Aurora, de retour au pays, découvre la violence à laquelle Isafold était soumise de la part d’un mari brutal et qu’elle a toujours niée, mais pas l’endroit où elle aurait bien pu se réfugier. Enquêter, c’est bien, mais séduire, ce n’est pas mal non plus, et Aurora, au fil de ses investigations, joue de ses charmes pour ensorceler deux messieurs dont un policier qui va l’aider dans la recherche de sa sœur. Mais rien n’est comme il paraît.

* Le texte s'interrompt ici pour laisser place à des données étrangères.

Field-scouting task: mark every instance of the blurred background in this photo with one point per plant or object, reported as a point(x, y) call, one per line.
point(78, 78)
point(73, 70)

Le ton est assez enjoué, le déroulement de l’intrigue aussi. Le lecteur apprend des choses sur les scandales financiers qui ont ébranlé l’île et sur ce que la société islandaise peut avoir de décourageant et de sympathique. D’un autre point de vue, le même lecteur, s’il est familier des polars d’Arnaldur Indriðason, Ragnar Jónasson, Yrsa Sigurðardóttir (autres auteurs islandais), se dit que le pays doit être à coup sûr le paradis des assassins, truffé comme il l’est (par les bons soins imaginatifs de ces écrivains) de cadavres « irretrouvables », précipités pour l’éternité dans ses eaux, ses glaciers et ses vertigineusement profondes failles volcaniques.
Voilà qui ajoutera quelques frissons à notre prochain trek en Islande.